Sexual dysfunction side effects poorly reported in hair loss drug trials
A new study has revealed that finasteride's sexual dysfunction side effects have been poorly reported in hair loss drug trials.
Washington: A new study has revealed that finasteride's sexual dysfunction side effects have been poorly reported in hair loss drug trials.
The Northwestern University study is the first meta-analysis of the quality of safety reporting in clinical trials of finasteride for treatment of male hair loss.
Finasteride blocks 5alpha-reductase in the scalp and male reproductive organs, inhibiting the conversion of the male hormone testosterone to its more potent form, 5alpha-dihydrotestosterone (5alpha- DHT). Men who take finasteride experience a 70 percent reduction in the amount of 5alpha-DHT in their blood.
Not one of the 34 published clinical trial reports provided adequate information about the severity, frequency or reversibility of sexual adverse effects. Adequate quality of adverse event reporting requires using an explicit toxicity scale to grade adverse event severity and reported numbers and/or rates of occurrence for each specific type of adverse event per study arm.
The published clinical trial reports did not answer the key questions doctors and patients want to know, like how safe is finasteride? What is the risk that a man taking finasteride will develop sexual dysfunction? How severe is finasteride-associated sexual dysfunction when it happens to a man? If a man gets sexual dysfunction while taking finasteride, will sexual function return to normal when the drug is stopped? What is the risk of persistent sexual dysfunction associated with taking finasteride?
Finasteride was originally developed to treat enlarged prostate (prostatic hyperplasia) in older men. Men who take the drug for male pattern hair loss are typically younger and take a dose of finasteride that is about one-fifth the dose used for prostatic hyperplasia.
Lead author Steven Belknap said that people who take or prescribe the drug assume it's safe, but there is insufficient information to make that judgment, adding that of 5,704 men in the Northwestern Medicine clinical data repository who were treated for male pattern baldness with finasteride, only 31 percent met inclusion criteria for the pivotal trials referenced in the manufacturer's Full Prescribing Information.

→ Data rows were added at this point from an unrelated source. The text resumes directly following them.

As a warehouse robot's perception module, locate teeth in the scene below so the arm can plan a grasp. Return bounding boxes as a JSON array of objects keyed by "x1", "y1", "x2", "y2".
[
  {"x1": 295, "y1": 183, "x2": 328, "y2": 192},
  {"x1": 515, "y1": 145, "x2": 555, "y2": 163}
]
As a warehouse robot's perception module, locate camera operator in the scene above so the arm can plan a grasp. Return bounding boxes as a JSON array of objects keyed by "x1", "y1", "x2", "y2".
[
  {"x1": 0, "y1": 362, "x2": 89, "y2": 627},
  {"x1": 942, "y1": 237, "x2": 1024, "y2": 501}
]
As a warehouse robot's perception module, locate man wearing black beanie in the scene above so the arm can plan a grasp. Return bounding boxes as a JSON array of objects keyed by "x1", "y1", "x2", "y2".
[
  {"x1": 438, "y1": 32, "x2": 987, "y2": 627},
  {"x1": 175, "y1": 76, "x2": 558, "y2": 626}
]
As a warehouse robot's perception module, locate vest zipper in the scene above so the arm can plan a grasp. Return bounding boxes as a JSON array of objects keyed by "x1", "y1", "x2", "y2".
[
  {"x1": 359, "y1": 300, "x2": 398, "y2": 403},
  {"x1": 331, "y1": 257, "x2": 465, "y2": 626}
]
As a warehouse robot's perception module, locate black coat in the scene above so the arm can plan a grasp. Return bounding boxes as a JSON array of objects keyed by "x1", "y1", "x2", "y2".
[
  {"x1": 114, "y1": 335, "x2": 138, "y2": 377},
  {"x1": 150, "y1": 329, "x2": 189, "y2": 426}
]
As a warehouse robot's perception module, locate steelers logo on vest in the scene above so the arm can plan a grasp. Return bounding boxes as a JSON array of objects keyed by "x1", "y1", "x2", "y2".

Thus, the available information from clinical trials does not apply to most of these men in Northwestern's study population who took finasteride for male pattern baldness. For example, some men with hair loss who are taking finasteride have diabetes mellitus, high blood pressure or are taking other drugs such as diuretics or antidepressants that also increase the risk of sexual dysfunction.
Duration of drug safety evaluation was limited to one year or less for 26 of 34 trials, but 33 percent of men in the Northwestern clinical data repository took finasteride for more than one year.
The study is published in JAMA Dermatology.